Pages

Sunday, 29 April 2012

Realism and Idealism


The month of April began with Easter and on a somber note. We accompanied the community to march along the road between Apartadó and San José, stopping to place wooden crosses at the different spots where people have been murdered.

We then accompanied the ACA on a trip to the beach, swimming in the sea, dancing on the sand and eating fresh fish. Accompanying a lively, energetic group of young activists is immensely fun. But it´s also an essential reminder of the importance of accompanying the community in this region, where people aren´t lively and don´t have energy, and there´s no way we can expect them to, because they are exhausted and beaten down by the overbearing and aggressive reality that they must relentlessly confront here.

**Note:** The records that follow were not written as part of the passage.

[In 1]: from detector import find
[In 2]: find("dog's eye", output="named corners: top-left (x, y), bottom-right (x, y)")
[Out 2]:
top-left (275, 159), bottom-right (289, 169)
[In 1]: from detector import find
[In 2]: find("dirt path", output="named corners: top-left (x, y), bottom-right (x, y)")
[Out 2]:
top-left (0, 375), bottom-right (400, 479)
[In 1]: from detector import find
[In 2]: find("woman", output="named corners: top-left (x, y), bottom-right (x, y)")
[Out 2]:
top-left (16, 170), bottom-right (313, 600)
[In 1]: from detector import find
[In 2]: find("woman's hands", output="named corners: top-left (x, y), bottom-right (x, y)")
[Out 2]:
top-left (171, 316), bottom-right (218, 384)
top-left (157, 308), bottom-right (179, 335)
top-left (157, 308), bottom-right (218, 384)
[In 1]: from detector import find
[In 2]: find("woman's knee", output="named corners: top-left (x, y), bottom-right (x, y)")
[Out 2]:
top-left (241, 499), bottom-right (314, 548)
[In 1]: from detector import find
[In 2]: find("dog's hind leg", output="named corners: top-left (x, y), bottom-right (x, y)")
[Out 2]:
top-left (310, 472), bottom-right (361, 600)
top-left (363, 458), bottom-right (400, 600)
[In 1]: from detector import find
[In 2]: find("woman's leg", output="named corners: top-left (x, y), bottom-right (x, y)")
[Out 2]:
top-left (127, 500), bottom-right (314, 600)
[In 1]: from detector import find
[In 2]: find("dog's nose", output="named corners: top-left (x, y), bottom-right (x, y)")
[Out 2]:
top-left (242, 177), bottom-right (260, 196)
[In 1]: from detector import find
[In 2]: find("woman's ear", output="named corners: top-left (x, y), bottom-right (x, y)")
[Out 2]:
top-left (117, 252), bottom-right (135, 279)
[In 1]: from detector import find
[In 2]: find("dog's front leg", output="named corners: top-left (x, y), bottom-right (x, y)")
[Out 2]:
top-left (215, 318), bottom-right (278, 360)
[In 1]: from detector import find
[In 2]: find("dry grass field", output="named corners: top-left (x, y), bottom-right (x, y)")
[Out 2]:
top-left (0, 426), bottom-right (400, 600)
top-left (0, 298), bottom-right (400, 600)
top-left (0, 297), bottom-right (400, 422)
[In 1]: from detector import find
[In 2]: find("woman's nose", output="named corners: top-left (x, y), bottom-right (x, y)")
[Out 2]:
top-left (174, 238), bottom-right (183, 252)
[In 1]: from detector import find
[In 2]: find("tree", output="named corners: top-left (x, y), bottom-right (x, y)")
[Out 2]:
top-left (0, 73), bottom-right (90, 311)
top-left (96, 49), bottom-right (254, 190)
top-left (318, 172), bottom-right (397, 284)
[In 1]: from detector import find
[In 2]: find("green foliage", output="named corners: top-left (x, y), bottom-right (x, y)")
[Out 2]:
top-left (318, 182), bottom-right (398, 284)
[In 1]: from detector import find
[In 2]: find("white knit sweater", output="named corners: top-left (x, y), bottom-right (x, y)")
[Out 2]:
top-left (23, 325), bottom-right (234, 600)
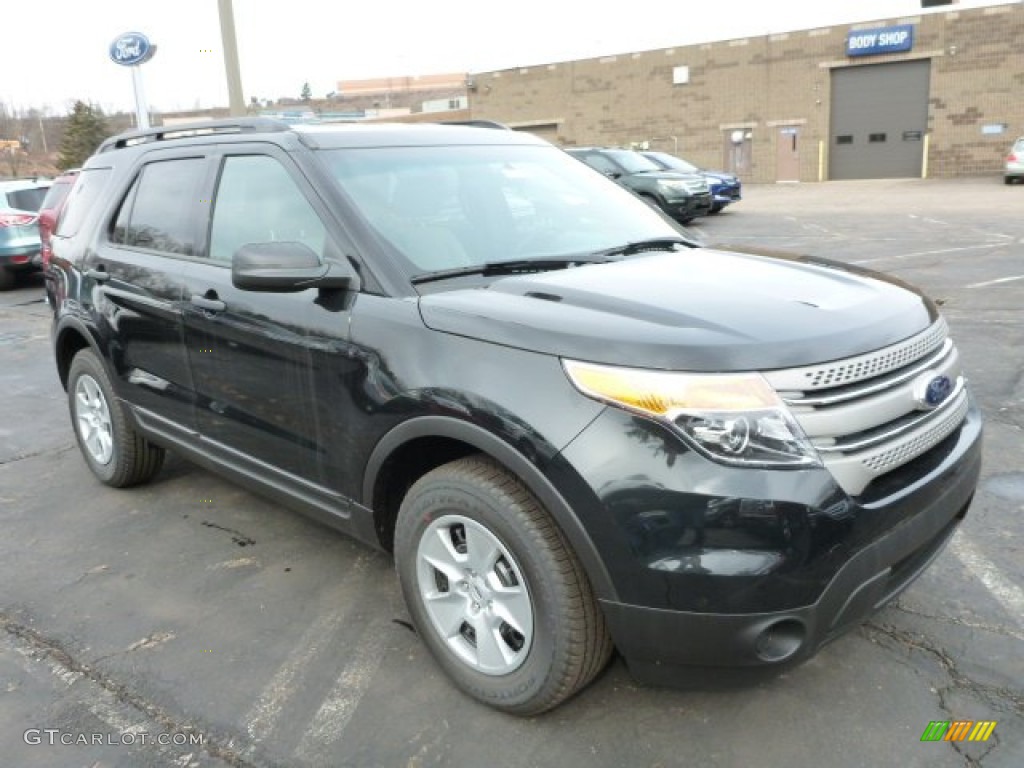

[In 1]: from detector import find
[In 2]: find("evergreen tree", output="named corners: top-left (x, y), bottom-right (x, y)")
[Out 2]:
top-left (57, 101), bottom-right (111, 170)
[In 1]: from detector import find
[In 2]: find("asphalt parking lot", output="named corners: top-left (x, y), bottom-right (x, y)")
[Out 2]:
top-left (0, 177), bottom-right (1024, 768)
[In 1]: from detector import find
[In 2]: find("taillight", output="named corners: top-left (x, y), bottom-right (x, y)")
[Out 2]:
top-left (0, 213), bottom-right (36, 226)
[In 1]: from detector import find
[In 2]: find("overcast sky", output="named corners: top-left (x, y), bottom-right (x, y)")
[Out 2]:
top-left (0, 0), bottom-right (1007, 113)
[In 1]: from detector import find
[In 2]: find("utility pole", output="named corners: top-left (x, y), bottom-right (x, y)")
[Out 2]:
top-left (217, 0), bottom-right (246, 117)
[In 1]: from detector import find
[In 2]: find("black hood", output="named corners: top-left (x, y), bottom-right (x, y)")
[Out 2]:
top-left (420, 249), bottom-right (936, 371)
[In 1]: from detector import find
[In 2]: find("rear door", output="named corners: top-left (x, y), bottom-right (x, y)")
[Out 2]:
top-left (81, 151), bottom-right (208, 436)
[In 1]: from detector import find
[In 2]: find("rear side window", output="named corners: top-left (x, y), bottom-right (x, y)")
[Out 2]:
top-left (39, 181), bottom-right (74, 211)
top-left (210, 155), bottom-right (327, 263)
top-left (56, 168), bottom-right (111, 238)
top-left (111, 158), bottom-right (206, 256)
top-left (7, 186), bottom-right (48, 211)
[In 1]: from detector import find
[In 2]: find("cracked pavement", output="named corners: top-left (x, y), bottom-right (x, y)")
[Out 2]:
top-left (0, 178), bottom-right (1024, 768)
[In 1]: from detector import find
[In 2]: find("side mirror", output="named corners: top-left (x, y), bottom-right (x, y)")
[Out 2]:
top-left (231, 242), bottom-right (359, 293)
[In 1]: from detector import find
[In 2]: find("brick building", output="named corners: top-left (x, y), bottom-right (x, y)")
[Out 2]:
top-left (469, 2), bottom-right (1024, 181)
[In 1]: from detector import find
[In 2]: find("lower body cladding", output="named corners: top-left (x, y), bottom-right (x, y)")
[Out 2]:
top-left (563, 403), bottom-right (982, 686)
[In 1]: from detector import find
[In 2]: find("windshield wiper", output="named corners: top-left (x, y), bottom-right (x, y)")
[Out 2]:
top-left (410, 259), bottom-right (608, 285)
top-left (594, 238), bottom-right (700, 258)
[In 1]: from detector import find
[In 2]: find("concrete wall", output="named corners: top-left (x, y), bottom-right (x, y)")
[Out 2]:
top-left (470, 3), bottom-right (1024, 181)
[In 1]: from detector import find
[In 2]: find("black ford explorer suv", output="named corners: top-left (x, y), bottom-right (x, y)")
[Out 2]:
top-left (49, 120), bottom-right (981, 714)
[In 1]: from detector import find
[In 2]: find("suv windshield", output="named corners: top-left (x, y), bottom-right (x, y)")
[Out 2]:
top-left (319, 145), bottom-right (681, 275)
top-left (652, 152), bottom-right (700, 173)
top-left (605, 150), bottom-right (662, 173)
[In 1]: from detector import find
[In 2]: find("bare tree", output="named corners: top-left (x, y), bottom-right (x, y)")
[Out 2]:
top-left (0, 101), bottom-right (26, 176)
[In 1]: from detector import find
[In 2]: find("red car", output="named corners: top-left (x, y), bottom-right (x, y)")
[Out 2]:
top-left (39, 168), bottom-right (79, 270)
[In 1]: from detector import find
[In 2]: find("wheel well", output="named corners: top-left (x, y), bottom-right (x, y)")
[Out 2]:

We headed to Medellín the other week for our work retreat, for the two teams to come together to analyze and discuss the present political situation, the current climate of the conflict and our security protocols.

There I see a knife fight on the street and a beautiful tango performance in a classy milonga on the same night. I dance tango and talk about life in Buenos Aires to try to forget the violence here. 

Spending time with the larger team, we establish that I am the realist and the skeptic of the FOR Colombia Peace Presence Program. I cannot help but show disbelief and sarcastically raise my eyebrows while my colleagues discuss the wonders of homeopathy and acupuncture. I am the one to question whether there’s really a difference between cults and religions, seeing them as points on a scale of misguided lunacy.

I am much less of an idealist than many people who work in NGOs. Yet human rights accompaniment is also much less idealistic than the projects of many NGOs. It is a delicate beast. Based on political realism, our power of dissuasion depending on the government´s need to project a positive image internationally for the economic gain of the Colombian State, human rights accompaniment takes advantage of the realist structures of international politics to push forward a more idealistic project and to protect the lives of innocent civilians.

As my friendships here deepen, I find out more about how hard life is for women in rural Colombia. I struggle with stories of domestic violence, of women left with no money to pay for vital operations while husbands pay other women for sex, of women whose husbands abandon them when they’re giving birth. It makes me reflect on the correlation between inner and outer struggles, on structures of violence and how these are propped up and reproduced. If machismo forms part of a traditional, rural way of life, which I am protecting by giving these people the chance to remain on their lands, am I supporting the machismo which validates domestic violence? I grapple with these issues and reflect upon the limits of non-violence.

And yet, as human rights accompaniment fits within a more realist framework than an idealistic one, so too does the Peace Community. I meet internationals who project their ideals of non-violence onto this community, recreating it in their minds. The truth is that reality here is so different from our ideals. This community didn´t grow out of ideals, it grew out of a need to survive; neutrality wasn´t a value, it was a survival tactic. Notions of non-violent communication and the importance of inner peace are so far from death and guns, from massacres and constant threats, from kidnappings and disappearances. When I get mired in those complex questions of the application of non-violence to everyday life, I step back and look at the wider project, at how difficult it is to not participate in this conflict (if you were confronted by a huge group of camouflaged, armed men famed for playing football with the heads of their opponents, would you refuse to go to the meeting that they are requesting you attend?). I marvel at how much of an achievement that is in itself and I also am certain that this is the first step towards non-violence as a wider project which can hopefully then be applied to many more aspects of interactions in society.